Datebook Diner: Alohana Hawaiian Grill

By W.E. Moranville, Datebook Diner

Special to Metromix
August 13, 2009

 

Datebook Diner: Alohana Hawaiian Grill
Nay Baccam, left, owner of Alohana Hawaiian Grill, joked with customer Chris Keahi. (Credit: BILL NEIBERGALL/DES MOINES REGISTER)
Alohana Hawaiian Grill
Address:
12931 University Ave., Clive, IA, 50325
Phone:
225-2279
Overall User Rating:
0 (0 ratings)
Be the first to review
Hours:
11 a.m.-8 p.m. daily.
Official Web Site:
http://alohanahawaiiangrill.com/

Preliminary visit - not yet rated.

A few years back, a transplant to Iowa complained of going to a rural Iowa cafe, where she ordered beef and noodles. "It was so weird," she lamented. "The beef and noodle mixture was served over ... mashed potatoes!" She paused, waiting for me to join in with a groan or at least a roll of the eyes. I still don't have any idea what her problem was.
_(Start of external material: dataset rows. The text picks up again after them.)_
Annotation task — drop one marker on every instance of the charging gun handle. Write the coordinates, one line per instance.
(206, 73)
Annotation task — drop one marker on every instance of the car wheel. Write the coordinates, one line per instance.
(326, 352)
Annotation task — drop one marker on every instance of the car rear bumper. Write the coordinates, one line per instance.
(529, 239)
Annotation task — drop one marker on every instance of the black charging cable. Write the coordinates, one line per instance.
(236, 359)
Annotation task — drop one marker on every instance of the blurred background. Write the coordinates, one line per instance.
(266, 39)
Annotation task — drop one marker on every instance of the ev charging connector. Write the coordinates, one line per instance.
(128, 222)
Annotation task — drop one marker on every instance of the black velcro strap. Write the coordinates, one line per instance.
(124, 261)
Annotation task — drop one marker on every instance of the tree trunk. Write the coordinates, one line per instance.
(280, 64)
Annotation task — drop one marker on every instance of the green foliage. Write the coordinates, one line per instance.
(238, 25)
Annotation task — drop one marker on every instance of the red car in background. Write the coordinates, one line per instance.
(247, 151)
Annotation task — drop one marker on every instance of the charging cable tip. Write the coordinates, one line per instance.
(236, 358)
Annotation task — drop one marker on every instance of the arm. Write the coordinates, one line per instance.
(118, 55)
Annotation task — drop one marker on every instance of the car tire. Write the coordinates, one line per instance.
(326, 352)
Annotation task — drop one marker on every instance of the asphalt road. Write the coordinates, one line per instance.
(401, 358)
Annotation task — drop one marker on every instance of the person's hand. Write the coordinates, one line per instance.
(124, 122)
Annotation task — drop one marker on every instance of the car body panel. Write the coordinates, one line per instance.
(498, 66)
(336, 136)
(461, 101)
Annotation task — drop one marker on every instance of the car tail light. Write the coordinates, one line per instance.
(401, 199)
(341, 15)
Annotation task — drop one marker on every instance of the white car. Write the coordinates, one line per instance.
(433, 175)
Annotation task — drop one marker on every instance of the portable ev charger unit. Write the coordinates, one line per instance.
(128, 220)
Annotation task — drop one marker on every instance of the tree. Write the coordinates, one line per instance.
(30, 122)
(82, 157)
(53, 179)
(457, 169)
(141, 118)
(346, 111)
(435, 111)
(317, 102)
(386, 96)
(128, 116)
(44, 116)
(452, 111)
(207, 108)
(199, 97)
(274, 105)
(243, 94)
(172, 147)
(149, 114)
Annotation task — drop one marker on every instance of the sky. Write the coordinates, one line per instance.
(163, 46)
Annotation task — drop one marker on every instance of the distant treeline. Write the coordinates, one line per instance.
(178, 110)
That's the way with fiercely regional foods. Combos you grew up with are perfectly normal, and outsiders can tell you no differently. Remember this little anecdote if you go to Alohana Hawaiian Grill, and your plate comes with two scoops of white rice and a scoop of mayonnaise-white macaroni salad. It's a regional thing.

 

Who/what? The name intersects two Hawaiian words, Aloha (hello) and Ohana (family). The franchise restaurant has two locations in California, plus this one outpost in Clive. Owner Nay Baccam grew up in Hawaii and also owns Quiznos franchises in the Des Moines area.

 

The look: It's a simple but cheerful strip-mall short-order cafeteria, where Hawaiian music videos played on two television screens. Newbies to Hawaiian food will appreciate the large full-color food photos on the wall behind the counter, where items are grilled or deep-fried to order.

 

Menu: Grilled marinated meats - beef, pork and chicken - share the menu with deep-fried chicken, fish and shrimp. Diners can order meats Hawaiian-plate-lunch style; that is, with two scoops of rice and a scoop of mayonnaise-dressed macaroni salad. Meats are also available in bowls with steamed rice and mixed vegetables, or as part of a ramen-noodle dish. Burgers round out the menu.

 

Spam, Spam, Spam, Spam: Some items star Spam, which was popularized in Hawaii by GIs in World War II. Spam masubi, for instance, resembles nigiri sushi - with Spam standing in for the fish.

 

Tastes: The chicken Katsu plate arrived with chewy deep-fried chicken meat-both light and dark-in a crisp, nubbly coating. Grilled marinated pork, chicken and beef brought mild-flavored meats thinly sliced and served atop crunchy cabbage. Both plates arrived generously portioned, with the standard rice and macaroni salad accompaniments.

 

Bottom line: Though not the most dynamic food in town, it was inexpensive, filling, and of interest to the resolute culinary traveler.